By Mary O’KEEFE
Unity and understanding others were the themes that resonated throughout Tuesday’s Crescenta Valley 4th Annual Prayer Breakfast. The event was organized by the Crescenta Valley Town Council along with the CV Prayer Breakfast Committee and supported by other local organizations and businesses.
Organizers reached out to religious leaders from various churches and faiths to bring a unifying voice that reflects Crescenta Valley. Although the ministers and leaders approach their faith in different ways, the prayers were about understanding one another, being tolerant of others and supporting the community – both the community where they live and the global community.
The Crescenta Valley High School a cappella group, the Charismatics, opened the event with the singing of the national anthem. The program followed with a mix of prayers from spiritual leaders and performances by the Charismatics and the CVHS choir.
The keynote speaker was newly elected Los Angeles County Sheriff Jim McDonnell, who took the podium and immediately relaxed the audience with a joke on how quickly the years pass by.
He spoke of going home and going through the mail to find letters from AARP (American Association of Retirement People) and the Neptune Society.
“And on the table [here] is [bottled] water from Forest Lawn,” he said (one of the sponsors of the prayer breakfast was Forest Lawn). “Again, [it is] a feeling like we are all something small but part of something really big. It’s kind of humbling and you realize to make the most of every day.”
He also shared his background. He was born a year after his parents immigrated to America from Ireland. He lived in Boston’s public housing near Fenway Park. McDonnell never thought he would end up living on the west coast and never thought he would be in the position he holds now.
“It’s funny how when one door closes and you’re disappointed and then another door opens, “he said. “That happened in my life over and over again.”
He advised young kids in the audience that, if they get knocked down, to get back up and stay in the fight to work harder than they ever did before and “good things will happen.”
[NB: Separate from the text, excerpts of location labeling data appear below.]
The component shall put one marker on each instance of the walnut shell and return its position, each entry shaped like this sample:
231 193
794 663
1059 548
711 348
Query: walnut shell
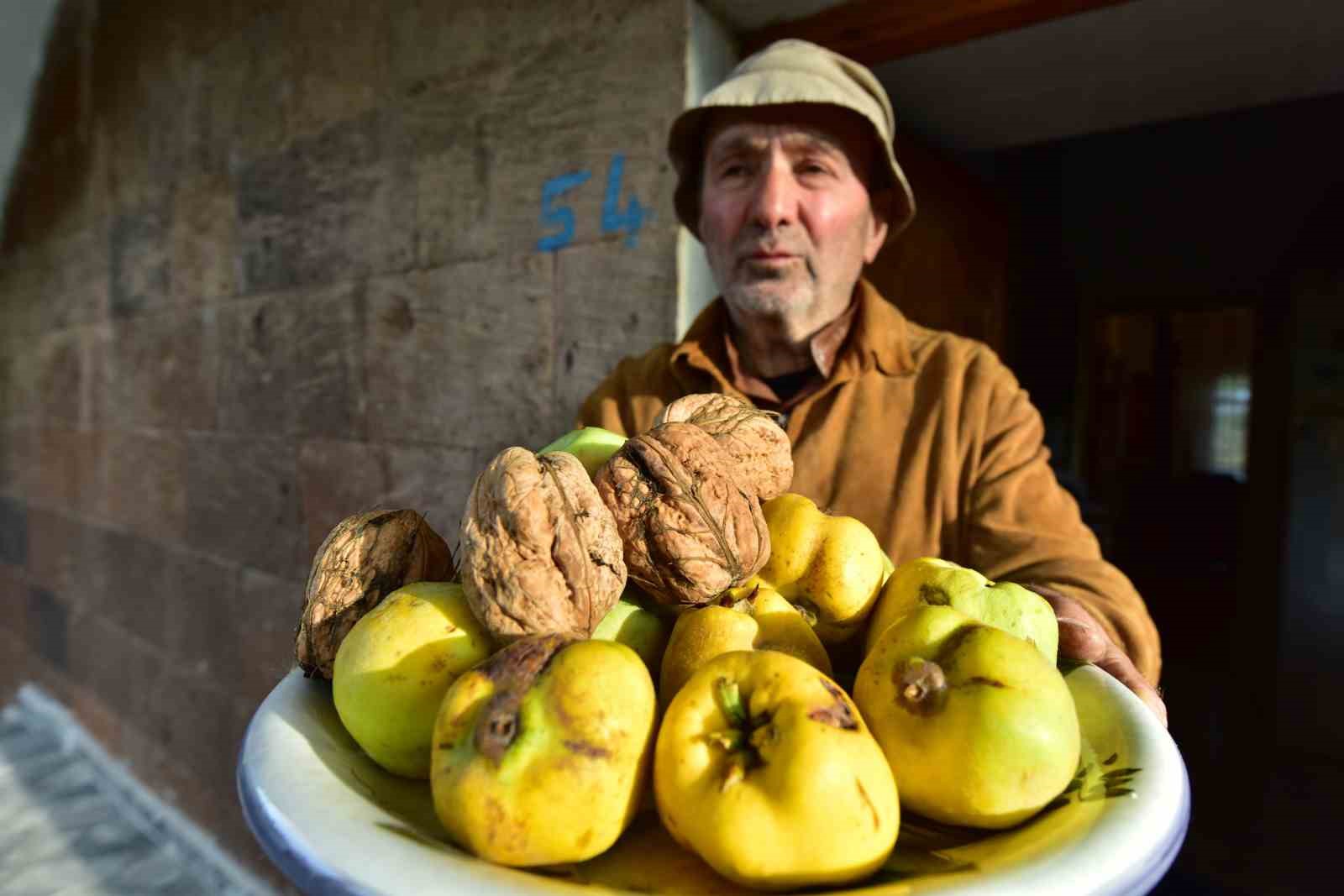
362 560
691 528
752 437
539 550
“And I look at all of us in policing and this has been a very tough year. Probably … we would say that Ferguson, Missouri kicked it off, but then we see New York, Philadelphia, Baltimore and on and on … It seems like you can’t get two good days in a row but we all know so much good is happening and our people are out there every day putting their life on the line doing everything they can to make our communities across America a safer place,” he said.
McDonnell added that if the police mess up they need to “own it, we need to say, ‘Okay we got it, we are going to fix it and move forward.’” He added that the best thing to do is to reach out to the community and have deputies/officers know those in the community and for the people to know law enforcement.
“This is Police Memorial Month,” he said. “It is a month when we reflect on the reminder that anyone of us can be called home today or tomorrow, and to do the best we can each and every day.”
McDonnell spoke of the parents’ responsibility to keep their children on course. With prom and graduation coming up, there is a lot of pressure on students going from elementary to middle school and from middle school to high school. And with summer break coming up, the role as parent becomes more challenging.
“I think we all agree growing up in today’s generation is so much more complicated,” he said.
As opposed to generations before, kids today are expected to do more yet have more distractions with a variety of social media and technology.
“Those diversions are in direct competition with what our primary function is as parents,” McDonnell said.
There are some children that barely get by he said. They live day-by-day and many in the community may not realize what these children are going through.
He shared a story that he said stayed with him through his time at the Los Angeles Police Dept.
“There was a robbery in progress. Three guys had gone into this mom and pop grocery store,” he said.
During the robbery an elderly man was shot and killed. There was video surveillance and within a couple of days the three were arrested. One was a 17-year-old. After the arrest, the mother of the juvenile suspect came to the station and asked the detective if she could speak to her son. The detective, a father himself, couldn’t imagine what this mother must be going through so he arranged for her to visit her son.
The detective put mother and son into an interview room; he stood outside within hearing distance.
“The mother asked, ‘How could you be so stupid?” McDonnell recalled.
The detective thought the mother would go into a speech about how disappointed she was in her son. She did … just not for the reasons the detective thought.
“She said, ‘You went in there the day before and cased the place. You should have known there would be surveillance video,’” he said. “We take so much for granted, but we really can’t take [anything] for granted…We need to realize there are others out there who don’t have a chance from the very beginning. They have the deck stacked against them. And we assume that kids have the basics to be able to get that start. We can’t make that assumption.”
McDonnell left his audience inspired to reach out to the community, not to push kids too hard and not to assume that troubling things happen somewhere else to other children.